Extract Data Using Custom SQL Queries
Starlake query extraction exports data from a JDBC database using custom SQL statements instead of extracting entire tables. You define a sql field on each table entry to apply filters, joins, aggregations, or column selections. Both extract-data and extract-schema use the same YAML configuration file. This feature is available for JDBC connections only.
Query-based extraction does not work with non-JDBC connections (filesystem, etc.). It also does not infer primary keys or foreign keys. All attributes from query results are treated as not required.

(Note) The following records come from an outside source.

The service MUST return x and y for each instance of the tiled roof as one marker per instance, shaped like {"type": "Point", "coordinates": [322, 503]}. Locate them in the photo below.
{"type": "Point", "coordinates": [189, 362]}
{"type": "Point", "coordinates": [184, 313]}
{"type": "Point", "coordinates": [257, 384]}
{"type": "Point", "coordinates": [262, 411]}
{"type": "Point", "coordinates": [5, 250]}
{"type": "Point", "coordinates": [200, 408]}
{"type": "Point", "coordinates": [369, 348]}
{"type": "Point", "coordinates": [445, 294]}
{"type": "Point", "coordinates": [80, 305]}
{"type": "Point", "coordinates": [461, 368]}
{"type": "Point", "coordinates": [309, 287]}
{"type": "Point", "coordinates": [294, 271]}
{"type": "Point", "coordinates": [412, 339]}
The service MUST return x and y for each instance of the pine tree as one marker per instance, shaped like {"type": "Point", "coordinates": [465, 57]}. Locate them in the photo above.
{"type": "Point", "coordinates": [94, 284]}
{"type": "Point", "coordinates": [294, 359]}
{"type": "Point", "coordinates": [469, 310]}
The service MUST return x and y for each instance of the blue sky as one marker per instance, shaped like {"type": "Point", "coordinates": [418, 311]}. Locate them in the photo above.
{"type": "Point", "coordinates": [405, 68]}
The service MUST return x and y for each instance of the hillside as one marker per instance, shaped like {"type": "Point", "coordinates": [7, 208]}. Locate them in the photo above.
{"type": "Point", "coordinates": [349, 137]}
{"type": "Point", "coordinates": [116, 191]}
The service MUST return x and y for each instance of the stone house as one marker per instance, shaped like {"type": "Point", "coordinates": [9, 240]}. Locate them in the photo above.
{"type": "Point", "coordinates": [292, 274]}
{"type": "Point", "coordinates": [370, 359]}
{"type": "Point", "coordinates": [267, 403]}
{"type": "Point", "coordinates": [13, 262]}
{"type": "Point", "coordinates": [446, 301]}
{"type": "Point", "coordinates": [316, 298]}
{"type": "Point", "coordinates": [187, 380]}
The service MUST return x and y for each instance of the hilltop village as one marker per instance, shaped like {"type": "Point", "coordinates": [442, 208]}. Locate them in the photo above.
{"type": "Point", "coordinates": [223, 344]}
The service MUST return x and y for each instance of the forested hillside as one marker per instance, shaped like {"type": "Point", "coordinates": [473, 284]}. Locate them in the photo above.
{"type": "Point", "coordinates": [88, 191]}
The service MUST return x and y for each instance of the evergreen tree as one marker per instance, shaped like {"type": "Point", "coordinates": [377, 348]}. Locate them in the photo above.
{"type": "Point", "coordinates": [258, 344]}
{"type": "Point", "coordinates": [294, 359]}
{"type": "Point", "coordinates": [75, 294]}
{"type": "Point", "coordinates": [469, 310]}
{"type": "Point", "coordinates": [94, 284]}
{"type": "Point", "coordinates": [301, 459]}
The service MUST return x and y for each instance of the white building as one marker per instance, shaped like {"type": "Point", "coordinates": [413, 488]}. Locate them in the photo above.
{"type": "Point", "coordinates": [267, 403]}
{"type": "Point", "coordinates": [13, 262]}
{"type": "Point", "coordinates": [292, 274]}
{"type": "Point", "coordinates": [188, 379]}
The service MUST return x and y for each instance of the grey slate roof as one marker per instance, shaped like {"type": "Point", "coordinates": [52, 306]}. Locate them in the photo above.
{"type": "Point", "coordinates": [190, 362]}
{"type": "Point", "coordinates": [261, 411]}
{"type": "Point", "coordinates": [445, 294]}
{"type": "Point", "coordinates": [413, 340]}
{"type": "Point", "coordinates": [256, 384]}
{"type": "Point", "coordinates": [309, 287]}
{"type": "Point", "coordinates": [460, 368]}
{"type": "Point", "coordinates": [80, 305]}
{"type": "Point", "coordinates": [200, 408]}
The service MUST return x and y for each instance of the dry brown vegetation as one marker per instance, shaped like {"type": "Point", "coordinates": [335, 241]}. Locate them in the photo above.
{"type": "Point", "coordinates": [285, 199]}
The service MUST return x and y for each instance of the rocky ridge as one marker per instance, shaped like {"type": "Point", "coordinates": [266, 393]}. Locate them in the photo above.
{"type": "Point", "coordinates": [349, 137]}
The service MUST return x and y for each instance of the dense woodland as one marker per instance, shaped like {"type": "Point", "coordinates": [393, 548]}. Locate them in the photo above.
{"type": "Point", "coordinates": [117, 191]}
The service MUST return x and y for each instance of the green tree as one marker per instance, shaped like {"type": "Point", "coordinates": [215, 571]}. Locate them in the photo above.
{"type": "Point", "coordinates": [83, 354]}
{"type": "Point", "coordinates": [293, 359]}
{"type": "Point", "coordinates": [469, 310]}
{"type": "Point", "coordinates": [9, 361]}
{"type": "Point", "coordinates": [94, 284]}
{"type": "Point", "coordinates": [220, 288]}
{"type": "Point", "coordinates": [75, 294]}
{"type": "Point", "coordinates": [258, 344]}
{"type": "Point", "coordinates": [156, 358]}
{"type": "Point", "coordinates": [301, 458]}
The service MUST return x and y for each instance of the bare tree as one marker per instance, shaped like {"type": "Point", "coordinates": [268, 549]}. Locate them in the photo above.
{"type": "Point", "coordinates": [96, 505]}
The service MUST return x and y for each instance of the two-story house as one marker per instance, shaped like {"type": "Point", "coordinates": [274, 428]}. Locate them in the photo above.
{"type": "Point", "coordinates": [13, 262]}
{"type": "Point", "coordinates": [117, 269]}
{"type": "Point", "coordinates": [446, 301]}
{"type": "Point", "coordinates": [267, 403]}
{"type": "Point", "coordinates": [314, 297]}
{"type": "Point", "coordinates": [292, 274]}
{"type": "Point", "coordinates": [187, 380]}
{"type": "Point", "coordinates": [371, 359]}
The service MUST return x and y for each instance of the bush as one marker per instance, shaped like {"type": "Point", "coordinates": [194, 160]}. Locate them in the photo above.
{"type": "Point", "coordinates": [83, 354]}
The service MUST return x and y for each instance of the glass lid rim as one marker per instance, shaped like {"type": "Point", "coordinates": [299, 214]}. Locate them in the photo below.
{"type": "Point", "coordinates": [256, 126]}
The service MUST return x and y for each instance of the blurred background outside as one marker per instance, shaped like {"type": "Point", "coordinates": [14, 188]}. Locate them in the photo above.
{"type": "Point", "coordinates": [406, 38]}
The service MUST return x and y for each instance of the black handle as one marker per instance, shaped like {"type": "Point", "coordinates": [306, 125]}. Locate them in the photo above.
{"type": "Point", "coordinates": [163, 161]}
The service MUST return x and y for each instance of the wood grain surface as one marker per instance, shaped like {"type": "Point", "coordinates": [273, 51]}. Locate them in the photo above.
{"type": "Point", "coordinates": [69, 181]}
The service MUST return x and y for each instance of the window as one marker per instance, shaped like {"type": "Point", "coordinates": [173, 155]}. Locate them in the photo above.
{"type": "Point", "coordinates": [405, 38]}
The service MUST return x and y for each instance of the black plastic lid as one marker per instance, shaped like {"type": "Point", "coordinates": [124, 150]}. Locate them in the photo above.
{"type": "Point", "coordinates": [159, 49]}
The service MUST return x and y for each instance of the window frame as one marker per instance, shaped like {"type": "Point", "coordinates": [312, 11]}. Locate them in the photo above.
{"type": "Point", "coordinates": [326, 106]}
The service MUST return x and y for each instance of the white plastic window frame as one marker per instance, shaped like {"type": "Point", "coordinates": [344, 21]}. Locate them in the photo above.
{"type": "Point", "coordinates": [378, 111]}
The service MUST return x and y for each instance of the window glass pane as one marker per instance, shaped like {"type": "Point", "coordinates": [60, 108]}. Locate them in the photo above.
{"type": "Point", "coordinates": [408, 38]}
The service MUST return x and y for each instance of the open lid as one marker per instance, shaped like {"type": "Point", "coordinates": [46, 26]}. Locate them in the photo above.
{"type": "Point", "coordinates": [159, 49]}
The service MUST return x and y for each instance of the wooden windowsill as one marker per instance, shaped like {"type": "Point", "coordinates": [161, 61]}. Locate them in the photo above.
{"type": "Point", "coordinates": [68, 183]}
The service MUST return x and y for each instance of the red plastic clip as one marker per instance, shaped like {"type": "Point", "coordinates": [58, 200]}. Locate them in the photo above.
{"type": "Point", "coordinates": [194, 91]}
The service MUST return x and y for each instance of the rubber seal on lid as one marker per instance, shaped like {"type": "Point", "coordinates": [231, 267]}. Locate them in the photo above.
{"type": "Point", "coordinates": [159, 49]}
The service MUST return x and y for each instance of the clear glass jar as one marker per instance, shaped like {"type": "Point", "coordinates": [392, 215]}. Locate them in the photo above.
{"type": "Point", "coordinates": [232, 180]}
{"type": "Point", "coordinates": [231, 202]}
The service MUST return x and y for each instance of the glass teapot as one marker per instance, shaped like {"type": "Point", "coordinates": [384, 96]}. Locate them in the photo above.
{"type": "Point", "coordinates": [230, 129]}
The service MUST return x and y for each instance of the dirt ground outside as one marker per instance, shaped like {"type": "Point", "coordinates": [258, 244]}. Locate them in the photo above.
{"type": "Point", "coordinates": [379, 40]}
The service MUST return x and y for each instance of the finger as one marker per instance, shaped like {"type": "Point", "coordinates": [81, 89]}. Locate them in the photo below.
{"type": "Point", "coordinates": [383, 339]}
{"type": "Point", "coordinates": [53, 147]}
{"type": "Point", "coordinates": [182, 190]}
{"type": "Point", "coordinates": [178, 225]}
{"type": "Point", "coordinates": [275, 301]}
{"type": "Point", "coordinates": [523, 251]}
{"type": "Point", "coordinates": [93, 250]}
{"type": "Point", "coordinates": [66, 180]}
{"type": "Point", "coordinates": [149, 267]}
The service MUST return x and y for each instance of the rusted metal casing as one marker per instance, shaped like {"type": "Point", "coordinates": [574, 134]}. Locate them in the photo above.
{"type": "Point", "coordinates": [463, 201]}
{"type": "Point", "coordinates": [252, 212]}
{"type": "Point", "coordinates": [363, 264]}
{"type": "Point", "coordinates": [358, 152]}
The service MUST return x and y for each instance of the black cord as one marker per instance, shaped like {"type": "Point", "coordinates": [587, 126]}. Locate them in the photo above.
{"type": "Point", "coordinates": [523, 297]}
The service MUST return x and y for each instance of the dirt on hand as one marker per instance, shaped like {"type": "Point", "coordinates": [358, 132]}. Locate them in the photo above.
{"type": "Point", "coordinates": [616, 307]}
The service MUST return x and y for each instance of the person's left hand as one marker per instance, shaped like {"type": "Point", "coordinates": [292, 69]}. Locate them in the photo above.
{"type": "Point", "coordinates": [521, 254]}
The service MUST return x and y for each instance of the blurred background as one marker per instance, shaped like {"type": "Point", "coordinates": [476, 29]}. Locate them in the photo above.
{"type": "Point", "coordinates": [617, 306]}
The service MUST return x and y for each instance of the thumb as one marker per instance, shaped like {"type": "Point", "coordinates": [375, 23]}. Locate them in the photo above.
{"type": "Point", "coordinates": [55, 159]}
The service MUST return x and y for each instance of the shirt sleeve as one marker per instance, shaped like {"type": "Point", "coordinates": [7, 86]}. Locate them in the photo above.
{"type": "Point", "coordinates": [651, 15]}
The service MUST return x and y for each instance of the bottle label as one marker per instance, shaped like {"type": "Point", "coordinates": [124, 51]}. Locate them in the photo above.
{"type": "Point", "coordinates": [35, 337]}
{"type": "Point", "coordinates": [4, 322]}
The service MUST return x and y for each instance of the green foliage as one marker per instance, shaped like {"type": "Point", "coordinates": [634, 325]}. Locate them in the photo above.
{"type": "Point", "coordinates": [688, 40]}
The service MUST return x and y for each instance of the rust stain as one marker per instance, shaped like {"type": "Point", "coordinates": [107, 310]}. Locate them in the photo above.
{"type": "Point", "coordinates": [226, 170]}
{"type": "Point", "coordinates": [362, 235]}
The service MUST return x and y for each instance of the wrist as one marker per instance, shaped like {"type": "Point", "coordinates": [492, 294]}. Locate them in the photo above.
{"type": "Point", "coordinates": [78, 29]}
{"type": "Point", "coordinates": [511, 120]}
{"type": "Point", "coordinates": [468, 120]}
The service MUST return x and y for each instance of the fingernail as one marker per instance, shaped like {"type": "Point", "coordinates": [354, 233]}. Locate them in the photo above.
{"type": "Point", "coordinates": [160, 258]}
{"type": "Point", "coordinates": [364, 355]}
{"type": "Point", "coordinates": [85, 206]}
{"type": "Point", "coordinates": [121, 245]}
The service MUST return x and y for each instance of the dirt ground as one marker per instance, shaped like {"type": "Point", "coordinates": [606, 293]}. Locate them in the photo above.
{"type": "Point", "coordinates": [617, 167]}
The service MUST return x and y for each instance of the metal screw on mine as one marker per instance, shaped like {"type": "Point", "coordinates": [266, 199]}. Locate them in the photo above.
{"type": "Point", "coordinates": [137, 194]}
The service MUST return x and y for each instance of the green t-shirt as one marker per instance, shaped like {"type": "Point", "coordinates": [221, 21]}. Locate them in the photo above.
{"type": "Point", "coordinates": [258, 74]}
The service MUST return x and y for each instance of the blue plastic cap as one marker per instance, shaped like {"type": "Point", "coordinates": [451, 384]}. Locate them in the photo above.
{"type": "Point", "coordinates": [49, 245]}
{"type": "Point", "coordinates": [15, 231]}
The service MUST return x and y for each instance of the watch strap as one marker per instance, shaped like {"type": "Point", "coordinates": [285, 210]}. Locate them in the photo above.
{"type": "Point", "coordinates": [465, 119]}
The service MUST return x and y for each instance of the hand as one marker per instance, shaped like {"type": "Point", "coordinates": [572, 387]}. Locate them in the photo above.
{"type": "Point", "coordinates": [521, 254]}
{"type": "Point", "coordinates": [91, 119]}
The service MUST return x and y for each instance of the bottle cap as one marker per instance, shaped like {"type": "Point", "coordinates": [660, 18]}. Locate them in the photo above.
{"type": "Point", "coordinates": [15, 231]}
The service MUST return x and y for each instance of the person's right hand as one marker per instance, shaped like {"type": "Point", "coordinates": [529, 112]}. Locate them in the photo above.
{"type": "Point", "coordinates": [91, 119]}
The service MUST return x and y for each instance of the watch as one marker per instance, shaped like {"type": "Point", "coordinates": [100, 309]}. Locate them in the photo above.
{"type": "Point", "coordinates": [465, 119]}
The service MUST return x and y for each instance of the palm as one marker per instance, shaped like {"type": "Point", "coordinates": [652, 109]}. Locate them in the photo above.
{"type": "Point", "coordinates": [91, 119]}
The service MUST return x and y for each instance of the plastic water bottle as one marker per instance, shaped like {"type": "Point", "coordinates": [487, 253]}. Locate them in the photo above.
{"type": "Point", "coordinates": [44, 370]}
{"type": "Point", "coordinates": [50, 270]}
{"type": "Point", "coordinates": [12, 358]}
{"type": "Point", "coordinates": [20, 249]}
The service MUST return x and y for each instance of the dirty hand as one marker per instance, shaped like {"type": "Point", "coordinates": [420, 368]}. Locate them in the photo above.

Query Extraction YAML Configuration
Add a sql field to any table entry in the extraction YAML. The name field serves as the logical name for the output file.
version: 1
extract:
connectionRef: "duckdb" # The database connection to use
jdbcSchemas:
- schema: "starbake"
tables:
- name: "order" # table names or "*" to extract all tables
sql: "select * from starbake.order"
...
You can mix table-based and query-based entries in the same configuration. Entries without a sql field extract the entire table. Entries with a sql field execute the provided query.
Full Example: JOIN and Aggregation in an Extraction Query
The following example extracts a subset of orders joined with order lines, computing a total amount per order. It also extracts a filtered product catalog.
version: 1
extract:
connectionRef: "duckdb"
jdbcSchemas:
- schema: "starbake"
tables:
- name: "recent_orders"
sql: |
SELECT
o.order_id,
o.customer_id,
o.status,
o.timestamp,
SUM(ol.quantity * ol.sale_price) AS total_amount
FROM starbake.order o
JOIN starbake.order_line ol ON o.order_id = ol.order_id
WHERE o.timestamp >= '2024-01-01'
GROUP BY o.order_id, o.customer_id, o.status, o.timestamp
- name: "product_catalog"
sql: "SELECT product_id, name, category, price FROM starbake.product WHERE price > 0"
Key points:
namedefines the output file name (e.g.,recent_orders.csv).sqlaccepts any valid SQL for the target database: JOINs, WHERE clauses, GROUP BY, aggregations.- The
schemafield identifies the source schema for metadata purposes.
Run extract-data and extract-schema Commands
Extract the data:
$ cd $SL_ROOT
$ starlake extract-data --config custom_query_extract --outputDir $SL_ROOT/incoming/
Optionally, generate a schema description file for warehouse loading:
$ starlake extract-schema --config custom_query_extract
Schema extraction attempts to retrieve table remarks (descriptions) based on the table name when they exist. Both commands use the same configuration file.
Frequently Asked Questions
What is the difference between table extraction and query extraction in Starlake?
Table extraction extracts all columns and rows from a table. Query extraction uses the sql field to execute a custom SQL query: filters, joins, aggregations, and column selection.
Does query extraction infer primary keys and foreign keys?
No. Query extraction does not infer primary keys or foreign keys. All attributes are considered not required.
Which connection types support query-based extraction?
Query-based extraction is available only on JDBC connections.
How do you specify the SQL query in the YAML configuration?
In the tables section, add a sql field with the full SQL query. The name field serves as the logical name for the output file.
Can you mix table extraction and query extraction in the same config file?
Yes. Each entry in tables can have or omit a sql field. Entries without sql extract the entire table.
Can you extract the schema at the same time as data?
Yes. Schema extraction (extract-schema) tries to retrieve remarks based on the table name if they exist. Both commands (extract-data and extract-schema) use the same configuration file.